Si te interesan los chips y el hardware que alimenta la IA, también vale la pena ver cómo la industria está explorando nuevas formas de empaquetar chips con sustratos de vidrio para centros de datos IA, otro enfoque complementario al de la fotónica. Y para entender la magnitud de la inversión en infraestructura: Eridu AI levantó $200M en secreto precisamente para desarrollar nuevas formas de interconexión en los servidores de IA.
Por qué importa
Este no es un anuncio de roadmap ni una promesa de startup: Scintil ya está entregando chips reales a clientes reales para pruebas.
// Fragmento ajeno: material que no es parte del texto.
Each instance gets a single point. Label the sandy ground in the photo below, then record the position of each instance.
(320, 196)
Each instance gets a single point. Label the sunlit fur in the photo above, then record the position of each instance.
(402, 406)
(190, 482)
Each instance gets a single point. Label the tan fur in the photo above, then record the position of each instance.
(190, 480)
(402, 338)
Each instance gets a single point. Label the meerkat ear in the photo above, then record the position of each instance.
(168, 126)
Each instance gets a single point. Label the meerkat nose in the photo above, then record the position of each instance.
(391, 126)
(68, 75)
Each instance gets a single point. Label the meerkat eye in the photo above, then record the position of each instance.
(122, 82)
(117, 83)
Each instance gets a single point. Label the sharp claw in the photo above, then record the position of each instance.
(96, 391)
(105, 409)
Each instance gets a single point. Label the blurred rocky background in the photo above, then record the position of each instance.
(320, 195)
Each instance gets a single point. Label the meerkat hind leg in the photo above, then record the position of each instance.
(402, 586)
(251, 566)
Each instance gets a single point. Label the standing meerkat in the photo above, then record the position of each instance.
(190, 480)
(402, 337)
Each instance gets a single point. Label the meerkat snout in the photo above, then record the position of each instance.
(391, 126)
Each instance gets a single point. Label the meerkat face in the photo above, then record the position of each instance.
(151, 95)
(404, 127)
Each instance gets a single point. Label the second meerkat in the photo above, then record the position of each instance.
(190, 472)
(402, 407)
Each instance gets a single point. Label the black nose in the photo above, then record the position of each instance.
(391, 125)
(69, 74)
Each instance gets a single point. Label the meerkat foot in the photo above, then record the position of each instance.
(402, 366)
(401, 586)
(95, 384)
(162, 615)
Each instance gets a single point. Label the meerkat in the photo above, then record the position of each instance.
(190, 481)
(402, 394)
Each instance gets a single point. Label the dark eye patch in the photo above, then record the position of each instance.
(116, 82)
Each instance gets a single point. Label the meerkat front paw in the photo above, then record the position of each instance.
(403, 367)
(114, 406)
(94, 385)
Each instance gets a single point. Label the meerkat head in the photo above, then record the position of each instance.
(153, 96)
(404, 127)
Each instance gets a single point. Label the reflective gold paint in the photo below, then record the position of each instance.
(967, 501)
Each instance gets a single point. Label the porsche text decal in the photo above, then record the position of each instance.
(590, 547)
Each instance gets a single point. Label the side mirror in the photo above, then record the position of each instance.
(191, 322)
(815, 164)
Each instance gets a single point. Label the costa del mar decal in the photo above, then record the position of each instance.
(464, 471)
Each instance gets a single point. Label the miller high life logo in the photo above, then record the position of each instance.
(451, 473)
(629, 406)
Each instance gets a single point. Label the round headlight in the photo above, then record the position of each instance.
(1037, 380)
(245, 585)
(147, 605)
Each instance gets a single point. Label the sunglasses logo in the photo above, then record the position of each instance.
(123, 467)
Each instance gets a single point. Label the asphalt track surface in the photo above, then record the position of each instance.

El hecho de que NVIDIA haya apostado tanto capital en este espacio (Scintil más Lumentum más Coherent) indica que la transición del cobre a la luz en los centros de datos no es un “si”, sino un “cuándo”. Y ese “cuándo” cada vez parece más próximo.
Para los founders que construyen productos sobre infraestructura de IA, el mensaje es claro: los costos de cómputo van a bajar significativamente cuando esta transición ocurra. Para los que están en el lado de infraestructura o hardware, es el momento de entender si la fotónica integrada va a redefinir tu cadena de proveedores en los próximos 3 a 5 años. La startup que conecta chips con luz ya no es ciencia ficción; está en producción.